Verwunderung über Betriebsrat-Brief
Der Betriebsrat von Rewe Region Mitte-Nord Michael Adloch hält in einem offenen Brief den Gegnern des geplanten Rewe-Logistikzentrums in Berstadt vor, den Faktor Mensch und das Thema Arbeitsplätze außer Acht zu lassen. Gegen diesen Vorwurf wehren sich das Evangelische Dekanat Wetterau und die Wölfersheimer Grünen.
Allerbester Ackerboden bedroht
Rewe werbe mit dem Image „Frisch aus Deiner Region“. Mit dem gigantischen Logistikzentrum sei Rewe aber dabei, allerbesten Ackerboden zu vernichten, kritisieren die Wölfersheimer Grünen-Gemeindevertreter Franz Grolig und Michael Rückl, die ebenfalls als Personal- und Betriebsräte tätig sind. Hätte Rewe tatsächlich Interesse an der Region und der Erzeugung regionaler Lebensmittel, dann sollte es alles vermeiden, um die wirtschaftliche Grundlage der Landwirtschaft in der Region weiter zu beeinträchtigen, schreiben die beiden in einer Pressemitteilung.
Die Gemeinde kaufe um Wölfersheim herum Ackerland an, um die Bauern von dem für Rewe vorgesehenen Land weg zu kriegen. Sie treibe dabei die Preise für Ackerland in die Höhe und trage so zur schleichenden Existenzvernichtung in der Landwirtschaft bei. Die Verantwortung liege allein bei Rewe. Auf der einen Seite nehme Rewe dem Kartoffelbauer aus Echzell die Kartoffeln ab und vermarktet sie, auf der anderen Seite verteuere Rewe die Grundlage seiner Existenz. „Sieht so fairer Umgang aus?“ fragen die Grünen.
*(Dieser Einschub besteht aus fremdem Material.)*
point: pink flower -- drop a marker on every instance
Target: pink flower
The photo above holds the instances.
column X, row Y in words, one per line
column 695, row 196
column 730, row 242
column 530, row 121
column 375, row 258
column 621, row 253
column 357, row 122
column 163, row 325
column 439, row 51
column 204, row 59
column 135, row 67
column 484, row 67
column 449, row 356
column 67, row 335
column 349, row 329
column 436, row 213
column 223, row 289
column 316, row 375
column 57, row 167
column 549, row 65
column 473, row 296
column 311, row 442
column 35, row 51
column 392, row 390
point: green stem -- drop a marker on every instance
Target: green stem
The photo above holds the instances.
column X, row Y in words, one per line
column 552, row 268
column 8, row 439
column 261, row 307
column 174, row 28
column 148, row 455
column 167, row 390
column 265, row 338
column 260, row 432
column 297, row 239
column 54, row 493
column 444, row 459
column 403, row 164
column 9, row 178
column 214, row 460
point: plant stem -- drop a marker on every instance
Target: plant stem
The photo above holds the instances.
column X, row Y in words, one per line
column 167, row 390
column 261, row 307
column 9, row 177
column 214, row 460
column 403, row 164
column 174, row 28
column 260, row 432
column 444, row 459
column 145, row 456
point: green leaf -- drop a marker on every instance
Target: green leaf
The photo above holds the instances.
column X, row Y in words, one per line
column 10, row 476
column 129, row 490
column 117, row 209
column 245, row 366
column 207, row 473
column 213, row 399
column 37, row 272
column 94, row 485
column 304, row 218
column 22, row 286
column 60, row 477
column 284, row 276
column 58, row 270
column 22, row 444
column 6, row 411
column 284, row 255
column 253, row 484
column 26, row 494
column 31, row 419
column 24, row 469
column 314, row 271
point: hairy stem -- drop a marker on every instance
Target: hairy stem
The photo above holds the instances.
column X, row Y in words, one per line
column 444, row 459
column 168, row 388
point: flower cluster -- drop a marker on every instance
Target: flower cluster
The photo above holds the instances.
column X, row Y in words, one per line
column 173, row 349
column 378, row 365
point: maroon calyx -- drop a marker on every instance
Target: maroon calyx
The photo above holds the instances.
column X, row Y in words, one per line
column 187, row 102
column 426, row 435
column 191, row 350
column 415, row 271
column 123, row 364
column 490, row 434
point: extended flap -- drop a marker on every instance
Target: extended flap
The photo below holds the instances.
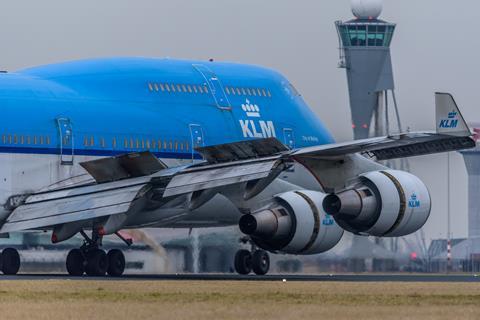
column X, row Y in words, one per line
column 122, row 167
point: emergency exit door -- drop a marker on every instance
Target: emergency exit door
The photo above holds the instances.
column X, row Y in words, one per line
column 197, row 138
column 215, row 86
column 65, row 141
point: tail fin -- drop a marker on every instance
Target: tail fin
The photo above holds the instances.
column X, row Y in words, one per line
column 449, row 118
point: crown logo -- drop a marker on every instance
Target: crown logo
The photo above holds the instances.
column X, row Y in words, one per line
column 452, row 115
column 252, row 110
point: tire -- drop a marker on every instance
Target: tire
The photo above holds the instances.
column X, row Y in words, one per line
column 116, row 263
column 243, row 262
column 10, row 261
column 260, row 262
column 97, row 263
column 75, row 263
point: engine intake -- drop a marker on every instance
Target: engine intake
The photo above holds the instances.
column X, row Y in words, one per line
column 383, row 203
column 295, row 224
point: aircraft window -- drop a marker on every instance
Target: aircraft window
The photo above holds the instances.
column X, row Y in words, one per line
column 294, row 90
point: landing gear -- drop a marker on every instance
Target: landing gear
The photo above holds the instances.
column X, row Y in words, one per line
column 243, row 262
column 116, row 263
column 261, row 262
column 75, row 263
column 10, row 261
column 93, row 261
column 254, row 260
column 97, row 263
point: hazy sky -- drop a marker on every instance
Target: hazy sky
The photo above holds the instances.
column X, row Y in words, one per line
column 435, row 49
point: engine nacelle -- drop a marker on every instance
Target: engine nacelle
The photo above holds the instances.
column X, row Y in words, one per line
column 386, row 203
column 297, row 224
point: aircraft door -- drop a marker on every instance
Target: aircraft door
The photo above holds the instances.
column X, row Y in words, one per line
column 215, row 86
column 289, row 138
column 66, row 142
column 197, row 137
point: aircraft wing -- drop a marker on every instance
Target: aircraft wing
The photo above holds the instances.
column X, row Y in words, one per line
column 124, row 183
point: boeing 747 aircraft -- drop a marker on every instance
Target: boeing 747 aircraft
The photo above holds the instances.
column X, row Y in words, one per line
column 97, row 146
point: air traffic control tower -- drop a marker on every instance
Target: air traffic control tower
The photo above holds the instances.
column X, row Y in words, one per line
column 365, row 54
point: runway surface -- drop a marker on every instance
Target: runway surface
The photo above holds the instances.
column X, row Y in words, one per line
column 232, row 277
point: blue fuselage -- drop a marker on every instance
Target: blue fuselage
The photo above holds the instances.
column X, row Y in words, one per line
column 107, row 107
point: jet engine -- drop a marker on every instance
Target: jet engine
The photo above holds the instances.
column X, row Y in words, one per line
column 386, row 203
column 295, row 224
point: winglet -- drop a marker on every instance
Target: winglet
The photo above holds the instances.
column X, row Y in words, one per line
column 449, row 118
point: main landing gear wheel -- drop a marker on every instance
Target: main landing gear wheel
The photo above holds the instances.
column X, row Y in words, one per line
column 260, row 262
column 116, row 263
column 243, row 262
column 10, row 261
column 75, row 263
column 97, row 263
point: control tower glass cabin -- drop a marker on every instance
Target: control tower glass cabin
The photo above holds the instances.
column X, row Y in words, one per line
column 365, row 54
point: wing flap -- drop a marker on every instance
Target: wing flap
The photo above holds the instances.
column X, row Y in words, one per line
column 123, row 167
column 195, row 180
column 80, row 206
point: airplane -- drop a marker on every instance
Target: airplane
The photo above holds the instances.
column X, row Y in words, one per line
column 94, row 147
Der Betriebsrat führe die Heimatnähe der Arbeitsplätze als Argument an, ohne konkrete Zahlen zu nennen. Bis heute unbeantwortet sei zudem die Frage, wie sich die genannten 550 Arbeits- und Ausbildungsplätze zusammensetzen. Unbeantwortet sei auch die Frage, in welchem Maß ein hochmodernes Logistikzentrum die Effekte von Automatisierung und Digitalisierung nutzen werde und so Arbeitsplätze ersetze. Überall würden Betriebsräte diesen Effekt sehen und befürchten. Rückl: „Warum sieht und diskutiert der Rewe-Betriebsrat ihn nicht?“
Der wichtigste Punkt ist den Grünen der Alternativstandort. Seit dem Beteiligungsverfahren im Januar und entsprechenden Äußerungen von Rewe-Managern seit bekannt, dass Wölfersheim bei der ursprünglichen Standortsuche von Rewe nicht dabei war. Bei dieser Suche sei ein geeigneter Standort auf einer Gewerbefläche gefunden worden. Grolig: „Warum wird dieser Standort nicht genannt? Dann könnte darüber geredet werden, ob dort auch bester Ackerboden vernichtet wird und wie fern der von den Heimatorten der Rewe-Mitarbeiter, die am Ende fast alle nach Berstadt pendeln müssten, entfernt ist. Warum stellt der Betriebsrat nicht diese Frage, statt einzig Berstadt als ‚heimatnahen Arbeitsplatz‘ zu benennen?“
Kirchen haben Arbeitnehmerinteressen im Blick
Auch das Evangelische Dekant Wetterau kritisiert das Schreiben des Rewe-Betriebsrates. „Natürlich haben die Kirchen die Arbeitnehmerinteressen nicht aus dem Blick verloren! Wir wissen um die Notwendigkeit von guter Arbeit und auskömmlichen Löhnen! Und wir wissen auch um die Wichtigkeit einer guten Interessensvertretung in den Betrieben“, schreibt Dekan Volhard Guth in einer Pressemitteilung mit.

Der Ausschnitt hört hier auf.